According to surveys commissioned by Health Canada, there are roughly 500,000 medical cannabis users in Canada over the age of 25. Despite recent inroads made by supporters of legalization and the proliferation of compassionate clubs and dispensaries, the only legal means through which Canadians can obtain access to marijuana for medical purposes is through the support of their physician and Health Canada via the Marijuana for Medical Purposes Regulations (MMPR). Currently there are 35,000 to 40,000 patients enrolled in Health Canada’s medical marijuana program, representing a fraction of the total medical users. The effect is that despite having a medical prescription and purchasing marijuana products at a dispensary many users of medical marijuana are obtaining the drug outside the legal framework. The changing dynamic of the marijuana regulatory framework has resulted in some notable recent decisions on whether damages can be awarded for the medical use of marijuana.
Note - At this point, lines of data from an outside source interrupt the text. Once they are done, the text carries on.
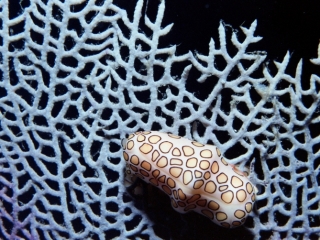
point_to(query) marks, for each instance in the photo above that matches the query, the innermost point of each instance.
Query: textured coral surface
(76, 77)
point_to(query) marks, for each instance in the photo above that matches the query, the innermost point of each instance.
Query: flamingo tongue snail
(195, 176)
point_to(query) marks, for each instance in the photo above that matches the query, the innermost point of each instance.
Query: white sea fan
(75, 78)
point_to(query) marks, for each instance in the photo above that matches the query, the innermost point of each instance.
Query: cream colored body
(195, 176)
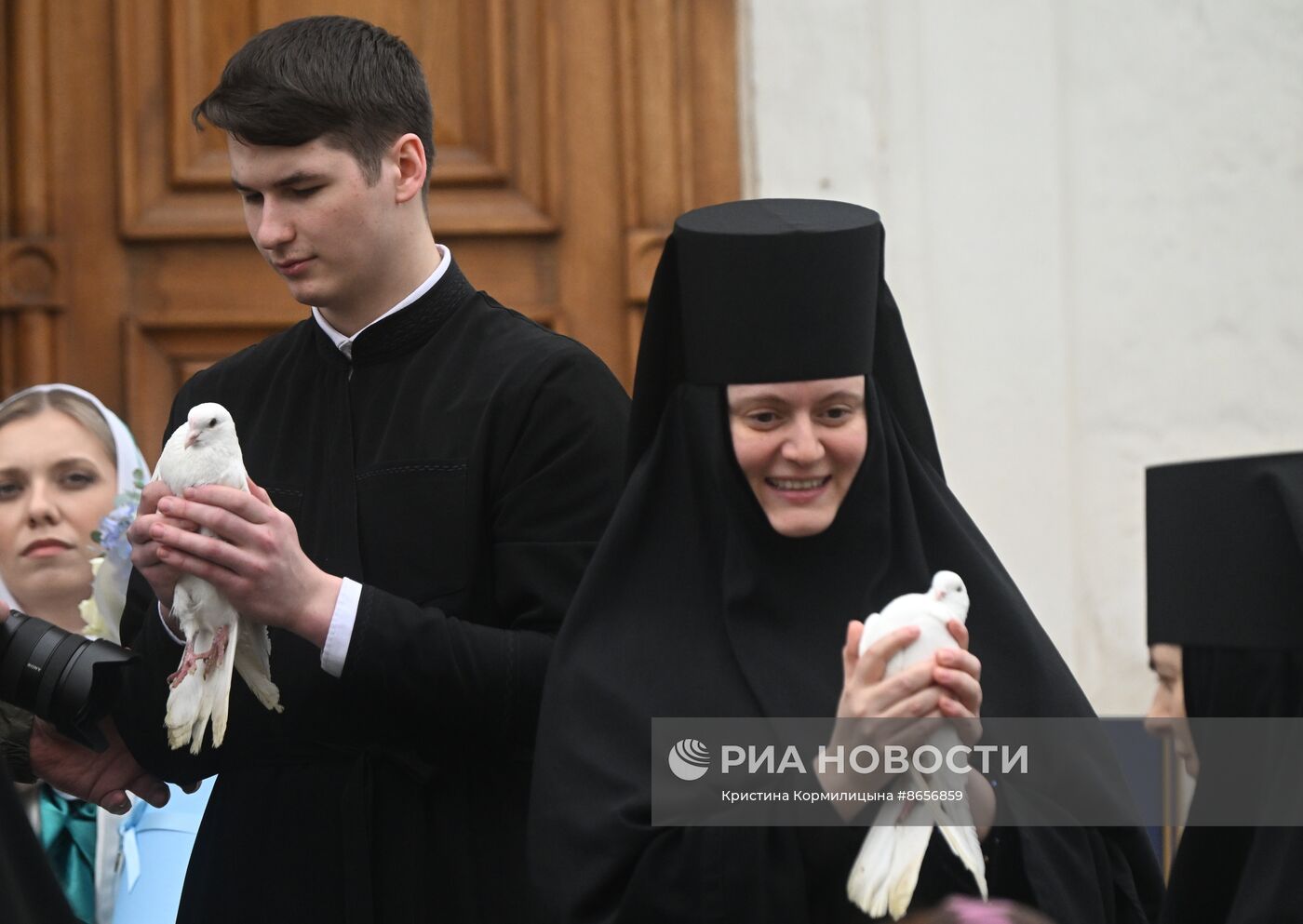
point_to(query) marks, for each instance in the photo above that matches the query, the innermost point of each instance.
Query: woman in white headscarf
(71, 475)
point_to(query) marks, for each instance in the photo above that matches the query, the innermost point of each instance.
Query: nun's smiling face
(1166, 716)
(799, 445)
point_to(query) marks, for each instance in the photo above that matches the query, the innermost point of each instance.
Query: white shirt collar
(345, 343)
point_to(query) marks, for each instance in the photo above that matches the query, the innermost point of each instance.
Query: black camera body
(61, 676)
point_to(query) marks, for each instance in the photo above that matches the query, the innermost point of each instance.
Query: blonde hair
(65, 402)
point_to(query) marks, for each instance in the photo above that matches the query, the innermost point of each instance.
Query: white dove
(206, 451)
(886, 869)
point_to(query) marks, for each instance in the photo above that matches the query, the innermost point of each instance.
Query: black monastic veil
(694, 606)
(1225, 562)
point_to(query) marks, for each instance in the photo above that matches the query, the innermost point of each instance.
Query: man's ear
(408, 154)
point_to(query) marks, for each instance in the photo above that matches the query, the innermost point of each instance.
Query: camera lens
(61, 676)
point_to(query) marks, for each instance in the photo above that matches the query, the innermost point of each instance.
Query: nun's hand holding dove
(253, 556)
(145, 549)
(886, 871)
(221, 637)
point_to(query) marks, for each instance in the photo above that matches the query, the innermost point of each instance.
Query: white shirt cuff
(168, 628)
(341, 632)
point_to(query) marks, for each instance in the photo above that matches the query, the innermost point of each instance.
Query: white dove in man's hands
(206, 451)
(886, 869)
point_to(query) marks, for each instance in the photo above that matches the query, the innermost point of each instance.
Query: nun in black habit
(1225, 563)
(701, 602)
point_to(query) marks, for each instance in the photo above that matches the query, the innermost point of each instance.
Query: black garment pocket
(289, 501)
(412, 528)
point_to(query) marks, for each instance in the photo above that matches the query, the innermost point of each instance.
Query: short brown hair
(74, 406)
(332, 77)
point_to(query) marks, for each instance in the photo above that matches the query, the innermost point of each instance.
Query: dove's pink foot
(188, 664)
(215, 654)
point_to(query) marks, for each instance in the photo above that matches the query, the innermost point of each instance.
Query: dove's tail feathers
(886, 869)
(253, 661)
(911, 843)
(866, 887)
(964, 843)
(182, 709)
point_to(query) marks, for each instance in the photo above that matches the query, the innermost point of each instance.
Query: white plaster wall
(1094, 230)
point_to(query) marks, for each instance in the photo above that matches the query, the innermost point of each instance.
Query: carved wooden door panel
(569, 134)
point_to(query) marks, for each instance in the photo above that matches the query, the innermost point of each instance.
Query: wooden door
(569, 134)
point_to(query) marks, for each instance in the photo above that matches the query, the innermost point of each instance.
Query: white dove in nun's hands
(886, 869)
(206, 451)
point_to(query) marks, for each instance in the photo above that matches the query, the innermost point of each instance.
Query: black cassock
(696, 606)
(462, 467)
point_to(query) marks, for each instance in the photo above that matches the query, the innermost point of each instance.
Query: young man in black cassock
(430, 475)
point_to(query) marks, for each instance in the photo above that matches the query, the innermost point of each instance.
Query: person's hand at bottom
(101, 778)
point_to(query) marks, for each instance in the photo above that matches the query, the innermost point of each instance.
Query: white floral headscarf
(104, 606)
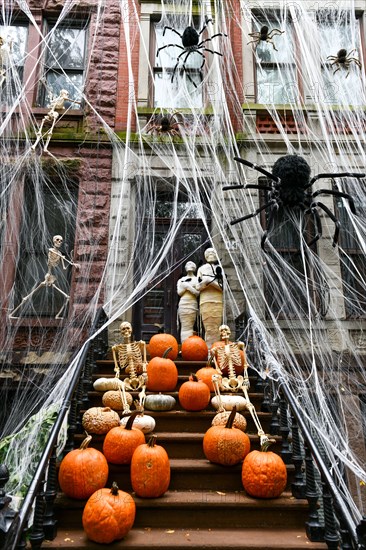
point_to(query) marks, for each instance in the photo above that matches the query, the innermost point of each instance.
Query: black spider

In Amini v. Mondragaon, 2014 BCSC 1590, the plaintiff was injured as a result of a rear-end collision. After the accident, the plaintiff suffered chronic pain in her right shoulder and severe headaches, which limited her ability to do house work. Her doctor recommended that she be put on the Medical Marijuana Program to receive topical ointment to apply to painful areas while working on rehabilitation and strengthening for six months. The plaintiff was awarded $6,500 for the medical marijuana program and $1,500 for physiotherapy based on her doctor’s recommendation.
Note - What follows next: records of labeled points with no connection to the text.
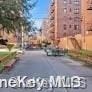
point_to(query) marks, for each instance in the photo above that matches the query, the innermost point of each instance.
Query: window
(70, 1)
(76, 27)
(70, 26)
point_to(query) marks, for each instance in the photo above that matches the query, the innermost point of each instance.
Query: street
(37, 64)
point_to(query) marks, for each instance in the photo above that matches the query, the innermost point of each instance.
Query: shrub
(10, 46)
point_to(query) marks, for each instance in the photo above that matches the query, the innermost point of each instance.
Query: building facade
(65, 18)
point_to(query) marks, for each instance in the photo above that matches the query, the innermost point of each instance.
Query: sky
(40, 11)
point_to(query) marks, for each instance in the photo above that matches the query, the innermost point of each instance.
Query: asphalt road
(37, 64)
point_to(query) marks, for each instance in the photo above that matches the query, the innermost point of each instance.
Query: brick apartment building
(65, 18)
(70, 23)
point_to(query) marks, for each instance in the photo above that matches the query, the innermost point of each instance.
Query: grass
(5, 57)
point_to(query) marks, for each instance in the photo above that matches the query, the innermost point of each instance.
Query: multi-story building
(65, 18)
(51, 22)
(86, 14)
(45, 29)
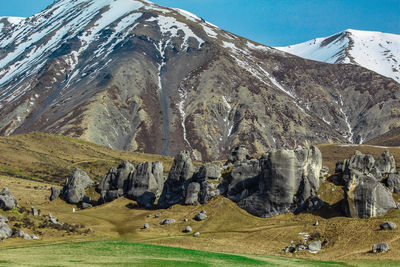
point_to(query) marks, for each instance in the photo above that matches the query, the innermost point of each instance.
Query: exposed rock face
(381, 247)
(117, 179)
(288, 178)
(388, 226)
(268, 98)
(192, 194)
(386, 163)
(5, 230)
(365, 197)
(55, 193)
(393, 183)
(175, 186)
(146, 184)
(74, 189)
(7, 200)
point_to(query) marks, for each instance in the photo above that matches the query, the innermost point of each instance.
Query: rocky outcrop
(7, 200)
(288, 178)
(115, 183)
(393, 182)
(386, 163)
(365, 197)
(176, 185)
(146, 183)
(74, 189)
(381, 247)
(55, 193)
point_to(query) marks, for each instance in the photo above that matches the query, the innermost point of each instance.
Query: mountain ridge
(373, 50)
(149, 79)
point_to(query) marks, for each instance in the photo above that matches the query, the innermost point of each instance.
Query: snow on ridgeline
(376, 51)
(28, 35)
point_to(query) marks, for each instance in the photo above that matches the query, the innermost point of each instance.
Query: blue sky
(271, 22)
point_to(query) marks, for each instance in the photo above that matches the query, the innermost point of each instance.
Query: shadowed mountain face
(135, 76)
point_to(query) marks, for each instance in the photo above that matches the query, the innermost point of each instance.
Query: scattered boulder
(393, 183)
(35, 212)
(55, 193)
(74, 189)
(365, 197)
(7, 200)
(117, 178)
(174, 190)
(311, 204)
(3, 219)
(53, 219)
(388, 226)
(188, 229)
(201, 216)
(146, 184)
(192, 194)
(5, 230)
(386, 163)
(85, 205)
(314, 246)
(209, 171)
(239, 153)
(167, 221)
(381, 247)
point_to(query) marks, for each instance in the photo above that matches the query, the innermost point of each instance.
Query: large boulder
(239, 153)
(287, 180)
(244, 179)
(386, 163)
(365, 197)
(74, 189)
(5, 230)
(192, 194)
(181, 172)
(117, 178)
(55, 193)
(146, 184)
(7, 200)
(393, 182)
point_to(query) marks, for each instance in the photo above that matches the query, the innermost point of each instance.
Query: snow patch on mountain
(376, 51)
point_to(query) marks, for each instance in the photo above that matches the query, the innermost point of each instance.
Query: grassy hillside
(122, 253)
(51, 158)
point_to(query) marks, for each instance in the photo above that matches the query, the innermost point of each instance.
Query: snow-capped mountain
(7, 22)
(132, 75)
(376, 51)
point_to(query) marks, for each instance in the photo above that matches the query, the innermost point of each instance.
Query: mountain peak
(377, 51)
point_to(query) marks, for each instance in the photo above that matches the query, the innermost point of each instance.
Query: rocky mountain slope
(376, 51)
(132, 75)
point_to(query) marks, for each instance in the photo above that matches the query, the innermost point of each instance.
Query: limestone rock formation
(146, 183)
(7, 200)
(5, 230)
(393, 182)
(176, 185)
(381, 247)
(55, 193)
(288, 178)
(74, 189)
(365, 197)
(116, 179)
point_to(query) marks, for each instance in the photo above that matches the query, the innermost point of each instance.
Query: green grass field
(121, 253)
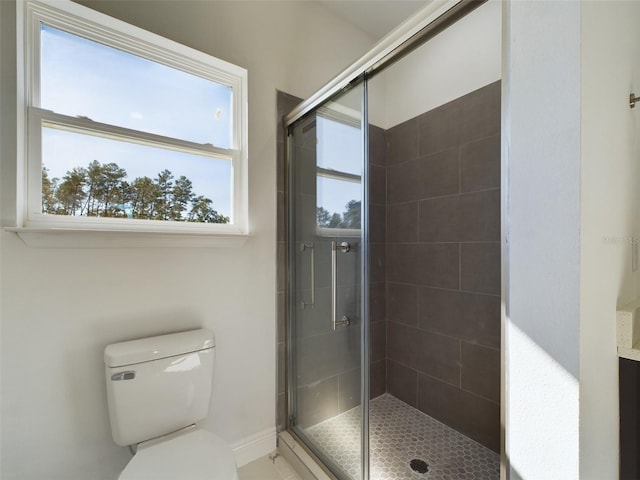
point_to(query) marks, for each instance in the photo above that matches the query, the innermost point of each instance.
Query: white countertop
(628, 330)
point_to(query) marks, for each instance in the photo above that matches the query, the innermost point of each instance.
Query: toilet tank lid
(154, 348)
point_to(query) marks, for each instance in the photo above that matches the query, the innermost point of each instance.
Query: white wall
(610, 218)
(60, 307)
(572, 173)
(541, 169)
(463, 58)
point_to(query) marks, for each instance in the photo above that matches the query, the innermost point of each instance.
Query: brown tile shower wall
(443, 263)
(377, 262)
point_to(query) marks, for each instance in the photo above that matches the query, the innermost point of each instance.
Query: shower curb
(299, 459)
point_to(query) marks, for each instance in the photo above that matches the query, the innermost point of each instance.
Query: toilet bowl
(187, 455)
(158, 388)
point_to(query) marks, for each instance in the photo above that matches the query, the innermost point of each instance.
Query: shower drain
(419, 466)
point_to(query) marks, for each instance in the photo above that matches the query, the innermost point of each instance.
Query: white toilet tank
(158, 385)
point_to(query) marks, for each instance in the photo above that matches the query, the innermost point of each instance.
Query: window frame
(350, 117)
(87, 23)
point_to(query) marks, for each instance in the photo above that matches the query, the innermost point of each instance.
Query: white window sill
(95, 238)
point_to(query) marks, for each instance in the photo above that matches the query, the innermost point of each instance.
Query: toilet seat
(194, 455)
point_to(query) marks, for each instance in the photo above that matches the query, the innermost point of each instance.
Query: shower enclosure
(393, 293)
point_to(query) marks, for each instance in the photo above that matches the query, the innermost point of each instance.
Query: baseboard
(254, 446)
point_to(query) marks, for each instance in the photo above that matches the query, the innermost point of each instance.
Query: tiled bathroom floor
(399, 434)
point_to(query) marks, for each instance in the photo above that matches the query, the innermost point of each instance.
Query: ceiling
(376, 17)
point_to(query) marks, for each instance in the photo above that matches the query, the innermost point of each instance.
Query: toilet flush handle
(128, 375)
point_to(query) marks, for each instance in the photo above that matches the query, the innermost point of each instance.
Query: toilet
(157, 389)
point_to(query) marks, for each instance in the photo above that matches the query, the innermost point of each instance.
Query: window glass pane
(85, 175)
(339, 146)
(338, 203)
(83, 78)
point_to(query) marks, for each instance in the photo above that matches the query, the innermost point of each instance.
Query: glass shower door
(325, 249)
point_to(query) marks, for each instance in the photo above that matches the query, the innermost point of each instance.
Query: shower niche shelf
(628, 330)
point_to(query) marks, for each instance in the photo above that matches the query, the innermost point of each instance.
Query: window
(126, 130)
(338, 171)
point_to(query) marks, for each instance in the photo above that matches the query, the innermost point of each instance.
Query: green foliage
(349, 219)
(101, 190)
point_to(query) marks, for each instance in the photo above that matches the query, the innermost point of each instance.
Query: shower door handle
(343, 247)
(310, 246)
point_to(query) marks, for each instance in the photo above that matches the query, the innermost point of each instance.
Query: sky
(339, 147)
(84, 78)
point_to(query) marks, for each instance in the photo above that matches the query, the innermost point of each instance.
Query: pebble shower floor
(399, 434)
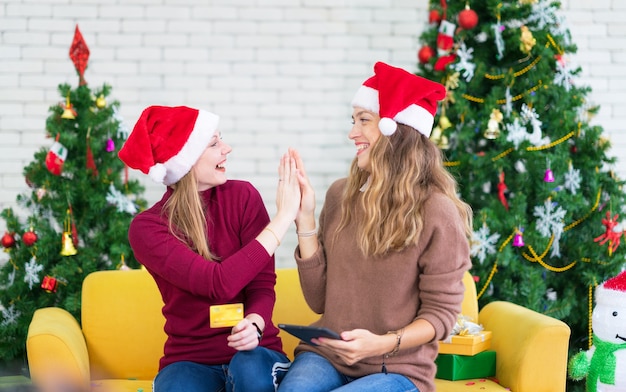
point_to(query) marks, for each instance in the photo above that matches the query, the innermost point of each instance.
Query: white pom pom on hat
(400, 97)
(387, 126)
(613, 291)
(167, 141)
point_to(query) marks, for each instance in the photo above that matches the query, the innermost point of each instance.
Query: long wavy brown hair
(406, 168)
(186, 215)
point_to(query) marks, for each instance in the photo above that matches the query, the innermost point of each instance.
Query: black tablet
(306, 333)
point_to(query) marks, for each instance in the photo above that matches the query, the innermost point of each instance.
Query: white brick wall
(279, 72)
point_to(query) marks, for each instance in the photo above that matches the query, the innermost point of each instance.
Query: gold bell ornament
(67, 244)
(101, 102)
(68, 248)
(68, 109)
(493, 125)
(437, 136)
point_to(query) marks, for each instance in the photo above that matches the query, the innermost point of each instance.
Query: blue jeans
(259, 370)
(311, 372)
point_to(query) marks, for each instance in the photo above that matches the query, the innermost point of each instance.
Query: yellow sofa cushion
(123, 324)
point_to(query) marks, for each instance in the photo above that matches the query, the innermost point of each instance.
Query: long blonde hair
(186, 216)
(406, 168)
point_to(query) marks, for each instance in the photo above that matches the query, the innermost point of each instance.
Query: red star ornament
(79, 53)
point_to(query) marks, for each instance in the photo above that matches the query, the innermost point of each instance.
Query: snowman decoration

In Joinson v. Heran, 2011 BCSC 727 (CanLII) a plaintiff suffered health complications as a result of an unnecessary surgery and negligence on the part of a surgeon. Due to the difficulty in obtaining marijuana through Health Canada, the patient was purchasing through another dispensary. Despite asking for $822,000 in compensation for a lifetime supply the court awarded the plaintiff $30,000 for the cost of medical marijuana based on the maximum allowed by Health Canada, and priced as if purchased from a Health Canada legally authorized source, or at the cost of the medically equivalent amount of a synthetic substitute. In the opinion of Justice the evidence supported a finding that compensation for some medical marijuana was reasonably necessary. Despite the fact that the plaintiff had been purchasing his marijuana outside the legal regime, he was still able to receive an award for medical marijuana based on the recommended dosage and cost set out in the Health Canada regulations.
However, the court was reluctant in Torchia v. Siegrist, 2015 BCSC 57 (CanLII) and in Datoc v. Raj, 2013 BCSC 308 (CanLII) to make any awards for medical marijuana for a plaintiff injured in a car accident based on the lack of evidence from doctors establishing the marijuana to be medically necessary.